Editorial de KASSATAYA. Maladie présidentielle : Pour la démocratie, prévoir un délai !

abdoulayecalameLes épreuves que vient de vivre la Mauritanie montrent à quel point le pays est à la traine sur le chemin des meilleures pratiques en matière de Gouvernance. Un homme qui se vante d’être à lui seul les quatre points cardinaux du pays, obligé d’être partout (omniprésent), de tout concentrer et de faire tout lui-même (omnipotent donc) et d’être au courant de tout (omniscient) était à l’article de la mort et tenu éloigné de son fauteuil quarante jours durant.

Pendant tout ce temps, la situation ne fut gérée que par une poignée « d’élus » qui se recrutaient essentiellement dans la parentèle. Le pays fut globalement tenu dans l’ignorance de ce qui se passait.  Premier accroc donc à la gestion démocratique : il n’y avait aucune transparence dans la gestion de la situation.

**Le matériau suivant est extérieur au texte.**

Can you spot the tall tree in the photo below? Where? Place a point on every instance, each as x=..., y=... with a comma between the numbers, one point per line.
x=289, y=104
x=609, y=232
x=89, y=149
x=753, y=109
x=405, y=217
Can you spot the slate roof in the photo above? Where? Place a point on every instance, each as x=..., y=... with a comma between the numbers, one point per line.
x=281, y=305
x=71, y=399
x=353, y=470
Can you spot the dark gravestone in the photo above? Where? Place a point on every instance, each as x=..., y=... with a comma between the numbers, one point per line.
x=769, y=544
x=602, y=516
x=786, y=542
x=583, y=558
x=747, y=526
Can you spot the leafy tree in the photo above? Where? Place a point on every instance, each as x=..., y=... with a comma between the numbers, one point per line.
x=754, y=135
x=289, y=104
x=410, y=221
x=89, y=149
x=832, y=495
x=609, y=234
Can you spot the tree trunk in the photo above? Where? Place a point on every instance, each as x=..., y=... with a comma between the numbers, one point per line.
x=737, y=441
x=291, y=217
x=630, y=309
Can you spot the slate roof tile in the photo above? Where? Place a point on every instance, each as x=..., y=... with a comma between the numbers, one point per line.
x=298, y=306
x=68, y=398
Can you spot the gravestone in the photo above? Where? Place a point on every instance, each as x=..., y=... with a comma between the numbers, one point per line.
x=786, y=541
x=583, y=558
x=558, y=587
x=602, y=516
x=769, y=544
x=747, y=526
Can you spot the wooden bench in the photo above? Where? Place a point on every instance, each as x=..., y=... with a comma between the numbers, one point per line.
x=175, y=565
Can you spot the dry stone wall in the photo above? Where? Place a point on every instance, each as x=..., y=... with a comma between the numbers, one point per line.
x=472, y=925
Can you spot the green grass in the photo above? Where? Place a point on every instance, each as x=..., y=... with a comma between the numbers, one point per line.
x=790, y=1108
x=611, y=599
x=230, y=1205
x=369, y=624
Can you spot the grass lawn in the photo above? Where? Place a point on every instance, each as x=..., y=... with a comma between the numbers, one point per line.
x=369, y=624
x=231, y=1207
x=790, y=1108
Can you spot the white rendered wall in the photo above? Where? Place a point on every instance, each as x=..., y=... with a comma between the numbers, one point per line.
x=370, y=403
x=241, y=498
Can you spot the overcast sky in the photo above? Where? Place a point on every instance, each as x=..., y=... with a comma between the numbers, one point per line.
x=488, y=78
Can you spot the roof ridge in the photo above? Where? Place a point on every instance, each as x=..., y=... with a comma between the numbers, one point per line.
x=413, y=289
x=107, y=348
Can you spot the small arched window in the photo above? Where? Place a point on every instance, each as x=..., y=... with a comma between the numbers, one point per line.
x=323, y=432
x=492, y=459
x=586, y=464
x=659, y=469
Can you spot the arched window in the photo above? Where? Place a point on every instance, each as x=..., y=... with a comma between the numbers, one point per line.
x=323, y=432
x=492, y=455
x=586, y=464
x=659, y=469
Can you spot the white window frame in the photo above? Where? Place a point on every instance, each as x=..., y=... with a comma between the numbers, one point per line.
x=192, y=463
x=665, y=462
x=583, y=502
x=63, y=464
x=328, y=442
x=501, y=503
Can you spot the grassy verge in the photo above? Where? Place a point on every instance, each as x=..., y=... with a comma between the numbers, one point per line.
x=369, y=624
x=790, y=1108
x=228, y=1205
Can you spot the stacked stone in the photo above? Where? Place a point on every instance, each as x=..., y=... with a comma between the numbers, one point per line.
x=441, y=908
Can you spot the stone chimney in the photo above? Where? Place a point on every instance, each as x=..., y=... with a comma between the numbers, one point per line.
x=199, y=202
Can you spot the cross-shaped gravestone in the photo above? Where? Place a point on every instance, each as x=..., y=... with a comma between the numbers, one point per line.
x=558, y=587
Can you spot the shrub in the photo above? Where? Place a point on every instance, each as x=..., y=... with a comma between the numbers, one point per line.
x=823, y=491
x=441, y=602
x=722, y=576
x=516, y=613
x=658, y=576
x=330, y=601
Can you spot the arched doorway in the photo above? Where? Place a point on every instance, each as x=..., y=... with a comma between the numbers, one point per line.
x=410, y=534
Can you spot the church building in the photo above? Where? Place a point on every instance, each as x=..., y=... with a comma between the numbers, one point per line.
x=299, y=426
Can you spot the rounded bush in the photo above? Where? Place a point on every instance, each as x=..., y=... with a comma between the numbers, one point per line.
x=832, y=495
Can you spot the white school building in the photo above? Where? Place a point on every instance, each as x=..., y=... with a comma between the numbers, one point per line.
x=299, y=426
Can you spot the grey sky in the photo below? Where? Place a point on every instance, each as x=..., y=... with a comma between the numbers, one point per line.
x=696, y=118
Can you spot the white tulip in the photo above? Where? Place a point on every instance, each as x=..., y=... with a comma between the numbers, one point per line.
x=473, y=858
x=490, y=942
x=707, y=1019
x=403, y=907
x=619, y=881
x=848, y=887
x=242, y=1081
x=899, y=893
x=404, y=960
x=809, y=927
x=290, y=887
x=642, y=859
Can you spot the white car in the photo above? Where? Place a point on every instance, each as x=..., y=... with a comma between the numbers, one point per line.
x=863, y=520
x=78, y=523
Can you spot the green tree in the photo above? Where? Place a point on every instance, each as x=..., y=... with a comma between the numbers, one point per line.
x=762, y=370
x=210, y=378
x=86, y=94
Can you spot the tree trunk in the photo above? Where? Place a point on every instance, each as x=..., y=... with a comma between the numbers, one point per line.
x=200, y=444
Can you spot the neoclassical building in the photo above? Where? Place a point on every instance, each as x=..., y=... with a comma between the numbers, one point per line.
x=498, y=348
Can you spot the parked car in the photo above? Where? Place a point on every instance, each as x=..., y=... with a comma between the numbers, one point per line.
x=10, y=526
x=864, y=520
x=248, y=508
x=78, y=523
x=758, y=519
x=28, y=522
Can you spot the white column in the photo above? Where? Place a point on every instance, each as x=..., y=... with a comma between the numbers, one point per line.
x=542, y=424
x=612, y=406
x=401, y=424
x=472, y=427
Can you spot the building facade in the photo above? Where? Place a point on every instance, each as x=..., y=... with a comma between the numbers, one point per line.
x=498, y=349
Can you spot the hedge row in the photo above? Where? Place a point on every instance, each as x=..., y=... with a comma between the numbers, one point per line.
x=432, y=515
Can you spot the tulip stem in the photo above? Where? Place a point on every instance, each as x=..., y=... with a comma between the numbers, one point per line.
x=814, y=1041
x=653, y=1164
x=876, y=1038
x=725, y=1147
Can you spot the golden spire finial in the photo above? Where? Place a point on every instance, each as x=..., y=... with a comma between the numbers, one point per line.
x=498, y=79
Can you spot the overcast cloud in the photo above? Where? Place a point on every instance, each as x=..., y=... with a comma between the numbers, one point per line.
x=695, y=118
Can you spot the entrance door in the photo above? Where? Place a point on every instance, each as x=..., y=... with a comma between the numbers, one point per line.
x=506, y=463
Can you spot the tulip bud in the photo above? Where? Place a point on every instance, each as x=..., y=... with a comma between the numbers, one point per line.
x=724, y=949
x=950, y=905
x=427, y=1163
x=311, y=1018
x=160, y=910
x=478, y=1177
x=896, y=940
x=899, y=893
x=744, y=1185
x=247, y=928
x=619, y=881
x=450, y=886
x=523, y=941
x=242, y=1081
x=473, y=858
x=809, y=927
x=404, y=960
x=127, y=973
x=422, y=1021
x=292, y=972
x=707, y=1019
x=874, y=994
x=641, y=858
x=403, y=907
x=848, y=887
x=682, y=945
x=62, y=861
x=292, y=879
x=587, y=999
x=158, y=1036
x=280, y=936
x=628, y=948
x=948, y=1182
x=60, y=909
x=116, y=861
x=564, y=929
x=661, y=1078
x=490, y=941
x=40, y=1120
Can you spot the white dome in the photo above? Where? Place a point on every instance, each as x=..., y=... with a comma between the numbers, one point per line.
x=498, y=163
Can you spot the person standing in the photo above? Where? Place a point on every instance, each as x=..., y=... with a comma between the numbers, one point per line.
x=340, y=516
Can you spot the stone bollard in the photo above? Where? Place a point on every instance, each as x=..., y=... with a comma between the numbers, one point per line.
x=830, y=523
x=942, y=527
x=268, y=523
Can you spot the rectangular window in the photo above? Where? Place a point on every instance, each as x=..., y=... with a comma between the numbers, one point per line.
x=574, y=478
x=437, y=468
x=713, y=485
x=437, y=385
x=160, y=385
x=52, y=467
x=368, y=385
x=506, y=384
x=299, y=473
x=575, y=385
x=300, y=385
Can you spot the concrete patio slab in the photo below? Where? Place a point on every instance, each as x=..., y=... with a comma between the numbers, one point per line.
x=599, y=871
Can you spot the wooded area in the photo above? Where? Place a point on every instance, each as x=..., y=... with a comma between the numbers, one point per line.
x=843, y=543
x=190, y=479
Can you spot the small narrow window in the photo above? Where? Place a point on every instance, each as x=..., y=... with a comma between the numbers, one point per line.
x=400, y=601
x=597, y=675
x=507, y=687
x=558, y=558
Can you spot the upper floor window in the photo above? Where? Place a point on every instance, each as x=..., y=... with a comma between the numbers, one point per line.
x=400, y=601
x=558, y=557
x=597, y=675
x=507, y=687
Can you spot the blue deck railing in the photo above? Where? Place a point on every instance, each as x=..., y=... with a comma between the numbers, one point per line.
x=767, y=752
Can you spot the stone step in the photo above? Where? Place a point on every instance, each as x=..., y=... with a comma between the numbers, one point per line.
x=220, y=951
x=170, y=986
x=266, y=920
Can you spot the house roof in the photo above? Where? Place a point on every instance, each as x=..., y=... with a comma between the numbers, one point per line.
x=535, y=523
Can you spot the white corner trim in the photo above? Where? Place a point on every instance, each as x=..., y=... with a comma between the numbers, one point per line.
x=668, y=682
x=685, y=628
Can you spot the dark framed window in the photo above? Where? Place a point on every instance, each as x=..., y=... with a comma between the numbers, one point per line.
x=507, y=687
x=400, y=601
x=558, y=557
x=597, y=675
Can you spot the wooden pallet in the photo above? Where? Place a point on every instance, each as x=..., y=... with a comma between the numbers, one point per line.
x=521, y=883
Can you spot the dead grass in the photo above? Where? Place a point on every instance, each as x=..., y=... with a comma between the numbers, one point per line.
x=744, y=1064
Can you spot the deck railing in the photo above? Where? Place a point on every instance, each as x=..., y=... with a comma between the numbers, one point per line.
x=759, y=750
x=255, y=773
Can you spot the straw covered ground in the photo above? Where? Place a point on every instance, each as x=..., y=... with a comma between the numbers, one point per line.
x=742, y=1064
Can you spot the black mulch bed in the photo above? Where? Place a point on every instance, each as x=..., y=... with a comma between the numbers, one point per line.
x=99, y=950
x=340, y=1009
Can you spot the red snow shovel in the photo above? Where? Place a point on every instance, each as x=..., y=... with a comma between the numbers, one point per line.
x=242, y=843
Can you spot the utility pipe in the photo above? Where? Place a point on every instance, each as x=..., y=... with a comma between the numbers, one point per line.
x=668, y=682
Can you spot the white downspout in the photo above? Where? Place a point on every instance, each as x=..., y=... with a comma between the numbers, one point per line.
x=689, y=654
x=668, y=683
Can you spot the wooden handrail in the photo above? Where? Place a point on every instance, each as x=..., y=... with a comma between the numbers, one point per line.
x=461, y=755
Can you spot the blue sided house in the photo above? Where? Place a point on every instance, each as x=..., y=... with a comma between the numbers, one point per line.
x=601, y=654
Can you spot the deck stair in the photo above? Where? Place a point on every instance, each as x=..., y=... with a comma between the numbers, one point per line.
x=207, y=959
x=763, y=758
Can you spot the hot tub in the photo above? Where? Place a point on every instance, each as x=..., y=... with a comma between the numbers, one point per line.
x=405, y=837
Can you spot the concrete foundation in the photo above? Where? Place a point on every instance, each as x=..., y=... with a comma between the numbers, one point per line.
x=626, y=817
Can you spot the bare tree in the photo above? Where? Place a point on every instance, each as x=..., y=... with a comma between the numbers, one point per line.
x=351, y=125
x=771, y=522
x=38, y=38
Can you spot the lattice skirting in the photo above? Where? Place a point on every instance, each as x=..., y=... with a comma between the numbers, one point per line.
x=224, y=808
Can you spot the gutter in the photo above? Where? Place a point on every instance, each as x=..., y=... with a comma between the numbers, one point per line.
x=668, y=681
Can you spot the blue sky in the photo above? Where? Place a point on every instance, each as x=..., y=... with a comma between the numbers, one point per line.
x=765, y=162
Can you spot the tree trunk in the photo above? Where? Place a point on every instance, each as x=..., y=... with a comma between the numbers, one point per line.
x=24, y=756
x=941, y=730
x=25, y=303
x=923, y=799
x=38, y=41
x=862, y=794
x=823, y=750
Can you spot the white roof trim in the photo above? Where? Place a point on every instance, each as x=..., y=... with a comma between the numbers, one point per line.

De ce premier constat a découlé un certain nombre d’événements dont le plus marquant fut sans doute que toutes les forces qui aspiraient à prendre la place du Calife durent reposer leurs calculs sur… les rumeurs portant sur la santé du chef de l’Etat. Incroyable ! S’en remettre à la maladie d’un adversaire pour le remplacer dans une démocratie ! Exit les programmes politiques, exit les projets de société, exit les alternatives offertes ! La maladie d’un adversaire tient lieu de programme ! Leurs sources ? La personne qui a entendu le voisin de la cousine du pêcheur qui dit avoir vu l’ombre de la queue du monstre du Loch Ness ! Laborieux n’est-ce pas ?

Dans cette surenchère à base de rumeurs, le summum fut atteint quand, au lieu de s’en remettre à la constitution (désespérément muette et « carante » en l’occurrence) l’espoir fut placé en… l’institution militaire (encore elle) pour débloquer la situation. C’est dire combien notre démocratie est solide. L’institution militaire qui s’incruste au pouvoir depuis le 10 juillet 1978, directement ou par délégation, et qui compromet toute chance de démocratie.  Et au bout de tout, une maladie devenue le meilleur allié et le plus efficace accélérateur de popularité pour un pouvoir chahuté par une partie de l’opposition.

Que restait-il à espérer sinon que le patient, revenu de nulle part, tire tous les enseignements d’une  situation qui engendre l’instabilité ? Dans un pays où les échéances électorales sont sans cesse reportées avec pour résultat une assemblée nationale, les maires et les deux tiers du Sénat siégeant alors que leur mandat a expiré, une gestion consensuelle et inclusive s’impose. Parce qu’une démocratie vaut surtout par le respect des échéances électorales régulières ; les élus doivent remettre leurs mandats aux électeurs une fois le terme échu. Les nôtres ont été élus pour cinq ans (pour la plupart). Ils ne peuvent s’octroyer une prolongation sans en référer à ceux qui les ont mandatés. Et puisqu’ils siègent aujourd’hui en dehors du contrat signé avec les électeurs, la moindre des rectitudes et des cohérences voudrait que la gestion soit consensuelle et concertée en attendant de retourner devant l’arbitrage des électeurs. En lieu et place, le président reprend les rennes du pouvoir, toujours omniprésent, omnipotent et omniscient (d’aucuns diraient alors dieu). Après 35 ans de gestion militaire dont 20 sous M. Ould Taya, M. Ould Abdel Aziz estime que les Mauritaniens pouvaient encore souffrir une gestion autoritaire et solitaire. Dans notre situation, c’était, semble-t-il, ça l’urgence. Sur le plan du principe et de la légalité, il en a sans conteste le droit : il est l’émanation d’une élection dont les résultats ont été reconnus par la quasi-totalité de ses adversaires (exception faite du cousin présidentiel et tribal M. Ely Ould Mohamed Vall). Mais sur le plan de l’opportunité politique il y avait surement mieux à faire.